No Echo.

Its finally getting to me. Its having a peculiar effect on my brain.

I haven't been able to go for walks, you see. I triggered a dormant health issue by walking into town and back, I mustn't have warmed up correctly, and my right foot has been wearing a molten metal horseshoe ever since. I've been commissioned to write a couple of things and I'm writing them with more than usual care. So I hate them. I'm sitting there loathing each stupid, idiotic word, every hack notion, every poorly constructed sentence. I've been writing for about seven years now, always confident that however ham-fisted the writing, as I drag my knuckles over the keyboard, the ideas would at least be good.

But maybe they're not.

I've heard nothing from a theatre company, the BBC, two close relatives, two friends, a TV production company, a festival and an illustrator. All in the last month.

Actually surprisingly like me at 20


I've been sending a lot of writing off. More than usual. No one ever replies. I send it out and...nothing happens. I check the sent box in Gmail because I'm certain that I've sent it. And I have, there it is. I check the address. The address is correct. And yet there is total silence. No one replies. These aren't random people I've decided to pick on. There's too much pain involved involved in "cold calling", especially at the moment when I'm really not feeling it. These are people who have actually asked to see my work. Sometimes they have paid for it. 

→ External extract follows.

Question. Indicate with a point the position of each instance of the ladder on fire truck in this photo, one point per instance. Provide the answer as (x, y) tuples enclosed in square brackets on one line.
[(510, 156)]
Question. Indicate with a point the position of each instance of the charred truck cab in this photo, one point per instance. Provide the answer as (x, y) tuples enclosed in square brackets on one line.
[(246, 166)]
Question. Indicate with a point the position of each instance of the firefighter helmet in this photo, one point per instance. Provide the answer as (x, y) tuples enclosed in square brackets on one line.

And yet there is no feedback.

Normally I wouldn't care. I'm well used to being ignored. Its the job. If you're a writer expect to be ignored. And quite often robbed. But these are not ordinary times. I can't escape the perceived rejection. I can't go anywhere or do anything. The doubt settles in me. I feel like I'm wasting my time. I can't get drunk. All I can do is write more and more invisible prose. Firing it off into the ether: silent, black fireworks in an empty night.

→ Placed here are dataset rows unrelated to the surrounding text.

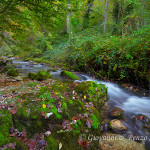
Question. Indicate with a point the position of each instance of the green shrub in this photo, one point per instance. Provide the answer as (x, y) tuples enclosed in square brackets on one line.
[(69, 75)]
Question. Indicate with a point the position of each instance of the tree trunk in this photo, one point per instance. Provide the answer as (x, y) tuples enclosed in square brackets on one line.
[(87, 14), (105, 17)]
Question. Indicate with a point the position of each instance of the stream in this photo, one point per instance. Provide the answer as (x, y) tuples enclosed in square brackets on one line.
[(118, 96)]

Or I can sit and watch box sets of Buffy. Or I can graze. Or I can do Zoom calls where all I can focus on is how fat and old my face is compared to those of my peers, and about how oblivious they are to this terrible change. When I appear on screen suddenly, horrifically transmogrified into the Elephant Man they don't raise an eye-brow. Its almost as if they can't tell the difference. Its almost as if that's what they think I look like.

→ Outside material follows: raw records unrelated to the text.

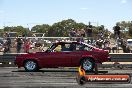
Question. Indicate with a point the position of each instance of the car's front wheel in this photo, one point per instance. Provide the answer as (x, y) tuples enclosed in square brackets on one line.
[(88, 64), (31, 65)]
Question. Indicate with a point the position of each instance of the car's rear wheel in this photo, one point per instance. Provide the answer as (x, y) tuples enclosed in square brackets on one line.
[(31, 65), (88, 64)]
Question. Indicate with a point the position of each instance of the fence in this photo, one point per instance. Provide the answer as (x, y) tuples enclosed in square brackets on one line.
[(45, 42)]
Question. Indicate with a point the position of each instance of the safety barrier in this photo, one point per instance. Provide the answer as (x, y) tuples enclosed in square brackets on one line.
[(8, 59)]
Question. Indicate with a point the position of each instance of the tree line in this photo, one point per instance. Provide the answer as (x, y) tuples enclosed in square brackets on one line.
[(62, 28)]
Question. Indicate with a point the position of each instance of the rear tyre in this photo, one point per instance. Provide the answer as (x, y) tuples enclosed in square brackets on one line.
[(88, 64), (31, 66)]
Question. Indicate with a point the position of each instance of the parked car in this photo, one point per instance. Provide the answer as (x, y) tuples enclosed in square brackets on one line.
[(63, 54)]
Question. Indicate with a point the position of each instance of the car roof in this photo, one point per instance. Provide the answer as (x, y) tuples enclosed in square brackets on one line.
[(129, 39)]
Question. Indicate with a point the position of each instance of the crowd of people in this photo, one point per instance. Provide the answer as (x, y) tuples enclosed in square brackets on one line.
[(80, 35)]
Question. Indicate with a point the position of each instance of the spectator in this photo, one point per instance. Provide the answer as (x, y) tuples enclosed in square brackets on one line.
[(72, 33), (117, 31), (19, 43), (27, 46), (82, 33), (7, 44), (89, 33)]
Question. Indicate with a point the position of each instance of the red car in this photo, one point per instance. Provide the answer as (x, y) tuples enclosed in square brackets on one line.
[(63, 54)]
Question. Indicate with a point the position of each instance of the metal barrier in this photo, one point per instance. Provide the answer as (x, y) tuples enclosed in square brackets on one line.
[(8, 59)]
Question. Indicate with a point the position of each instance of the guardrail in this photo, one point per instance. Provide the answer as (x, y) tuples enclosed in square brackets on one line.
[(7, 60)]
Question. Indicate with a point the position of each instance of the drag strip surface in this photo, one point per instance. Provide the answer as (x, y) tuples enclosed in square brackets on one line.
[(12, 77)]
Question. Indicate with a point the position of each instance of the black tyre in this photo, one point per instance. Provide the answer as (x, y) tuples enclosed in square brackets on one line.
[(88, 64), (31, 66)]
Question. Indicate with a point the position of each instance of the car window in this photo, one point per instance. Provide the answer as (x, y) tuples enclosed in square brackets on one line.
[(82, 47)]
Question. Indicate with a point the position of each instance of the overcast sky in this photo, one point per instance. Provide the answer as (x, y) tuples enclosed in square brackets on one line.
[(31, 12)]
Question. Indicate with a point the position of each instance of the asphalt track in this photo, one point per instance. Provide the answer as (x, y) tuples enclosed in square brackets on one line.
[(12, 77)]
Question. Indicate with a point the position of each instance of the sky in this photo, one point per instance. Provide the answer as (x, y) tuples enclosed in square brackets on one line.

People have being posting pictures on social media this week: "Me at 20". Its pictures of them when they were twenty. Its not rocket science, folks. I have been unable to do so, however. I don't have the emotional fortitude at present to deal with the inevitable hilarity that would ensue. Men of a certain age, my age, are unable to say nice things. Its not in their make-up. Women cluck around their friends selfies and tell them they're beautiful. Its the law. There is nothing wrong with a woman using her phone to take a picture of her carefully presented face and her friends telling her "Yes, what you have done is a good thing for you have shown yourself to be beautiful. You are to be congratulated." I'm paraphrasing but you get the idea.

If I were to post a picture of my face where I think I look half decent, painful experience has taught me that all I could expect are people pointing out my physical flaws, drawing unflattering comparisons to ugly men both real and fictional, and disbelief at the extraordinary effeminacy of taking a picture of my self at all. I am a meek and average sized poppy getting my head lopped off anyway. And I would never post a picture of myself at twenty as the difference is so stark, the losses so obvious, the corruption and degradation so marked, that people wouldn't be able to resist.

Maybe I should stop sending out the work and just send out photographs of my stupid face. At least I could rely on getting some sort of response.